ABMS is the service’s sweeping effort to connect its platforms not only as attack assets but as intelligence and communications nodes. Its ambitious goals have drawn criticism from those on Capitol Hill and federal watchdogs who say it needs more specific benchmarks. Now, the final draft of the fiscal 2021 defense policy bill wants to see those objectives in writing.
By April 1, 2021, the Secretary of the Air Force must draw up a report on global requirements for tracking moving targets and for tactical-level command and control—missions handled by the E-8C Joint Surveillance Target Attack Radar System and E-3 Airborne Warning and Control System planes that are nearing retirement. ABMS was created as a more holistic approach to battle management than simply swapping older airframes for new models.
Within 60 days of creating that analysis, Congress wants the Pentagon’s Joint Requirements Oversight Council to certify that ABMS will meet the combat needs laid out in the report. The high-level council is finishing its own slate of requirements and initiatives the military will pursue to achieve joint all-domain command and control, of which ABMS is a part.
Lawmakers direct the council to then brief the congressional defense committees on the results within a month of their sign-off.
In the new bill, lawmakers push the JROC to approve requirements for JADC2 by April 1 as well. Within three months, the top generals of each military service must tell Congress whether their command-and-control efforts are compatible with that JADC2 vision.
Starting Oct. 1, 2021, and lasting three years, “the vice chairman of the Joint Chiefs of Staff, the Chief Information Officer of the Department of Defense, and a senior military service representative for each of the armed forces” should brief the House and Senate Armed Services Committees on JADC2 progress each quarter.
The legislation similarly lays out extensive guardrails that will shape how the military pursues plug-and-play technology to help them communicate more fluidly.
“The conferees’ intent is to expand the use of modularity in the design of weapons systems, as well as business systems and cybersecurity systems, to more easily enable competition for upgrades as well as sustainment throughout a product’s lifecycle, while protecting the proprietary intellectual property embodied within the modules of modular systems,” lawmakers said.
They called for more tests of Defense Advanced Research Projects Agency-built technology that can bridge the various software interfaces that hamper broad communication across military systems.

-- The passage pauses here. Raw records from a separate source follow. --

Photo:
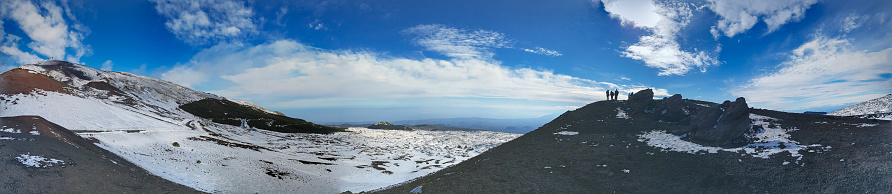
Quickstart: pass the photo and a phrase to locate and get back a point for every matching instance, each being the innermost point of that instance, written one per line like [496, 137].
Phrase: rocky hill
[203, 141]
[677, 145]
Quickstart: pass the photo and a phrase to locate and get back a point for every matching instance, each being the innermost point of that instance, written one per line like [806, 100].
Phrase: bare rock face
[642, 102]
[642, 96]
[672, 109]
[720, 125]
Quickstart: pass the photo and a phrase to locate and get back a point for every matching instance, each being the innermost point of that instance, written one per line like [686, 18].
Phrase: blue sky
[373, 60]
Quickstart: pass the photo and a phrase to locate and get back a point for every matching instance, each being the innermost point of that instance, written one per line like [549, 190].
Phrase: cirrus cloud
[822, 72]
[739, 16]
[51, 29]
[287, 70]
[203, 21]
[660, 49]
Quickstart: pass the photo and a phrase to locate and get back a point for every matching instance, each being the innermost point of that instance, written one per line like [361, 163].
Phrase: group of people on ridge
[612, 95]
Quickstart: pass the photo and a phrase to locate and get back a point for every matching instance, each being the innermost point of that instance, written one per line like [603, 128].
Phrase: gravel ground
[606, 156]
[86, 168]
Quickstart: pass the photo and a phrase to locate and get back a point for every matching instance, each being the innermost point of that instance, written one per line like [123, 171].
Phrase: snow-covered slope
[141, 119]
[879, 108]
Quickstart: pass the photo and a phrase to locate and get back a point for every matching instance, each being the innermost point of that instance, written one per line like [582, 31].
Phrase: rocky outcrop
[720, 125]
[642, 102]
[386, 125]
[642, 96]
[672, 109]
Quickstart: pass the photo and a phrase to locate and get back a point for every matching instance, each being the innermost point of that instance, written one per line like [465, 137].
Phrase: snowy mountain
[879, 108]
[214, 144]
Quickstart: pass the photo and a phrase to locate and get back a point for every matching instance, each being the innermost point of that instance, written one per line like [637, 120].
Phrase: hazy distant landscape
[318, 96]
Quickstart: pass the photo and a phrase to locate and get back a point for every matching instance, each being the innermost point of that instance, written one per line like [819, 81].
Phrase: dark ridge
[608, 156]
[231, 113]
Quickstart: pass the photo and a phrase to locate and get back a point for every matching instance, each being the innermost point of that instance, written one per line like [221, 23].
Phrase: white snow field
[143, 124]
[879, 108]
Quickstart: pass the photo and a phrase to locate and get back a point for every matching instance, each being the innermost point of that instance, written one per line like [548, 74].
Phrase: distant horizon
[407, 60]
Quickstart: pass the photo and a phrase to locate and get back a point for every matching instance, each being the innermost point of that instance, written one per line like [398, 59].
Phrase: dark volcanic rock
[231, 113]
[719, 125]
[84, 167]
[642, 102]
[642, 96]
[672, 109]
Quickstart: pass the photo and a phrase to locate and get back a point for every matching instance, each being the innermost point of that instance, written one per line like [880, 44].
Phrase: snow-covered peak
[141, 88]
[880, 107]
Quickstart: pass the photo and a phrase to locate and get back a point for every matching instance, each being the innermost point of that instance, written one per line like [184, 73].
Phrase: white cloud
[852, 22]
[184, 76]
[822, 72]
[739, 16]
[47, 28]
[458, 43]
[10, 47]
[638, 13]
[198, 22]
[543, 51]
[317, 25]
[287, 70]
[108, 65]
[660, 49]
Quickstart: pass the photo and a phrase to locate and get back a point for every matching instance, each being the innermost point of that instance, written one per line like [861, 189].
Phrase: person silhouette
[615, 94]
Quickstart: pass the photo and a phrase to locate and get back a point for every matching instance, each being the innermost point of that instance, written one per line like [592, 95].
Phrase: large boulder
[642, 96]
[672, 109]
[641, 102]
[720, 125]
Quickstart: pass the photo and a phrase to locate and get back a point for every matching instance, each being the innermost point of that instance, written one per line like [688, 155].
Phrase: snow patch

“Prior efforts to adopt universal standards both within and across the military services have failed to achieve comprehensive interoperability,” lawmakers said. “Adoption rates of standards invariably lag, and technology advances require changes in standards that result in backwards incompatibilities. Even if the new initiatives proposed within the DOD research and engineering community overcome these problems, incompatible interfaces will remain numerous for many years to come, hampering joint, multi-domain operations.”
Members of Congress also want more visibility into the full cost of a command-and-control overhaul. DOD’s fiscal 2022 budget request should include the expected price tag for JADC2 development and implementation for that year, a figure currently fragmented across the armed forces. The Air Force wants $3.3 billion for ABMS from 2021 through 2025 alone.
In the House and Senate’s compromise bill, released Dec. 3, lawmakers offer ABMS $216.8 million for research and development in 2021. They cut $85.5 million from the Air Force’s request for the program, citing “unjustified costs.”
Congress also proposes that the Air Force work with the Pentagon’s independent cost-projection office to set cost estimates for each type of product under ABMS, from data management to sensor integration.
“The conferees appreciate the rationale for ABMS and support the objective of comprehensive, interoperable battle management and command and control,” an explanatory report accompanying the bill said. “Better definition of anticipated ABMS capabilities and costs will focus both congressional oversight and service development and execution of the ABMS family of systems.”
The National Defense Authorization Act is expected to pass both chambers of Congress and must still earn the President’s approval to become law.